Hadrian opened a new advanced manufacturing facility in Cherokee, Alabama supporting the U.S. Navy’s Columbia- and Virginia-class submarine programs, with potential for up to 1,000 jobs at full capacity.

Additional notable investments included Valeo’s $225 million software-defined vehicle plant in Texas, Hyundai Translead’s two new Illinois trailer plants creating 2,500 jobs, Conagra’s $220 million frozen food expansion in Arkansas, IKO’s $500+ million fiberglass facility in South Carolina, and Crusoe’s modular AI factory site in Colorado. The breadth of these announcements underscores the diversity of the current domestic manufacturing investment cycle.

Future Outlook

March 2026 captures U.S. manufacturing at an inflection point. The sector is unambiguously growing, posting its strongest expansion in nearly four years, and corporate capital continues to flow into domestic production across AI, defense, semiconductors, and life sciences. The pipeline of new facilities announced in Q1 alone points to meaningful capacity additions in 2027 and 2028.

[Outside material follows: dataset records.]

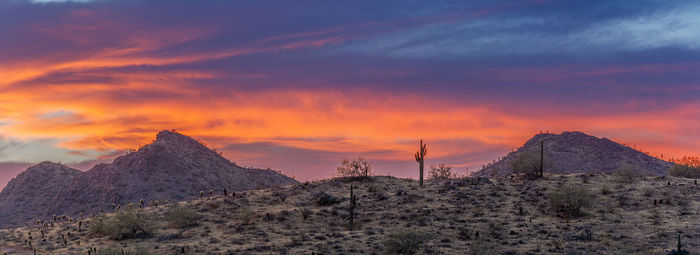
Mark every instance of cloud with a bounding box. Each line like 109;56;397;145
0;0;700;185
29;0;96;4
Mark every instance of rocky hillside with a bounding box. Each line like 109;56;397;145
474;132;672;176
0;131;297;226
0;173;700;255
0;162;82;227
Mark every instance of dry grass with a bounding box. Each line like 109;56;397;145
0;174;700;254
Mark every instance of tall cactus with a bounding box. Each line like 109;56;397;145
540;141;544;177
349;184;356;229
415;139;428;186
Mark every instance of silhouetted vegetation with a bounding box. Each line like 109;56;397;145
89;209;154;240
312;191;340;206
668;156;700;178
510;151;540;179
382;230;428;254
549;185;594;218
337;157;374;177
613;165;640;183
415;140;428;186
165;205;199;230
430;164;456;180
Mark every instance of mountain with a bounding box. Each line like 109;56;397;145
0;131;298;227
49;131;297;215
0;161;83;227
474;132;672;176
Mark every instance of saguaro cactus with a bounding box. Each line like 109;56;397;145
415;139;428;186
540;141;544;177
348;184;356;229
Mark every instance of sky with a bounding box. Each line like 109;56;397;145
0;0;700;187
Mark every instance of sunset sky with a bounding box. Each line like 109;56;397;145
0;0;700;187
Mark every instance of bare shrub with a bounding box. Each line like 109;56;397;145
469;241;497;255
312;191;340;206
614;165;640;183
549;185;594;218
429;164;456;180
337;157;374;177
165;205;199;230
89;209;154;240
510;151;540;179
238;207;258;225
668;156;700;178
96;246;151;255
382;230;428;254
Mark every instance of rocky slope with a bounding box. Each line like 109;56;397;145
0;162;82;227
0;131;297;227
474;132;672;176
0;173;700;255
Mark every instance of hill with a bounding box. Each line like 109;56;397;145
474;132;672;176
0;161;82;227
0;173;700;254
0;131;297;226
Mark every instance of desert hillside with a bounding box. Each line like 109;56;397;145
475;132;673;176
0;174;700;254
0;130;297;228
0;162;82;227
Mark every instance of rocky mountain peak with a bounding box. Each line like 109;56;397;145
475;131;671;176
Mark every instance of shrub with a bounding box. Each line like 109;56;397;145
299;207;313;220
337;157;374;177
97;246;151;255
668;156;700;178
382;230;427;254
89;209;154;240
549;185;594;217
469;241;497;255
430;164;455;180
313;191;340;206
238;208;258;225
510;151;540;179
165;205;199;230
614;165;639;183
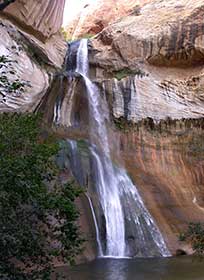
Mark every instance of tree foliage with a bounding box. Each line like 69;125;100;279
179;223;204;255
0;114;82;280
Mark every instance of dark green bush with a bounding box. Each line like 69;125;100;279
0;114;82;280
179;223;204;255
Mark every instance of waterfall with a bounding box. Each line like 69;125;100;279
65;39;170;257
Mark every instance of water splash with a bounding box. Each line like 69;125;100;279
68;39;170;257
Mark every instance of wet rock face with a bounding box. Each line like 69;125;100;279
115;119;204;254
90;0;204;122
66;0;151;39
102;69;204;123
4;0;65;38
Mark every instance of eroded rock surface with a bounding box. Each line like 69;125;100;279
66;0;151;39
4;0;65;38
0;0;67;112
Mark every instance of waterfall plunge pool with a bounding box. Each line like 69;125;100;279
53;256;204;280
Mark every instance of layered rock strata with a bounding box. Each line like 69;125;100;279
0;0;67;112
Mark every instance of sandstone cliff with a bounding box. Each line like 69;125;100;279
66;0;151;39
0;0;67;111
87;0;204;253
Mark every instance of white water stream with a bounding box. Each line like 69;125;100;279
73;39;170;257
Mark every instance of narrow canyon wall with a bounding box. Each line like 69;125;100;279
85;0;204;254
0;0;67;112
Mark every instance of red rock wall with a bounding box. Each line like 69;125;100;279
4;0;65;38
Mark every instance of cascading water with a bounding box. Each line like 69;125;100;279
65;39;170;257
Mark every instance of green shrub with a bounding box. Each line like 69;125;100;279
113;68;146;81
179;223;204;255
0;114;82;280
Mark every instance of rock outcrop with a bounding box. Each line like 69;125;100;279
0;0;67;112
66;0;151;39
86;0;204;254
90;0;204;122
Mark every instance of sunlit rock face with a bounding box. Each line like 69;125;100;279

But the expansion is navigating increasingly difficult conditions. The Prices Index surge is a warning on margins and potentially on demand—if costs remain elevated, manufacturers face the familiar squeeze of passing through prices or absorbing margin erosion. The Middle East conflict is straining supply chains and lifting energy costs with no clear end in sight. On trade, the Supreme Court’s invalidation of IEEPA tariffs removed one source of uncertainty but left Section 122 tariffs intact through late July alongside ongoing Section 301 investigations.

The coming months will be pivotal. If energy prices stabilize and supply disruptions ease, the expansion has underlying momentum to continue. If cost pressures escalate, the safety stock building observed in March could give way to an order correction. The sector’s ability to sustain growth depends on how quickly these external headwinds either resolve or intensify.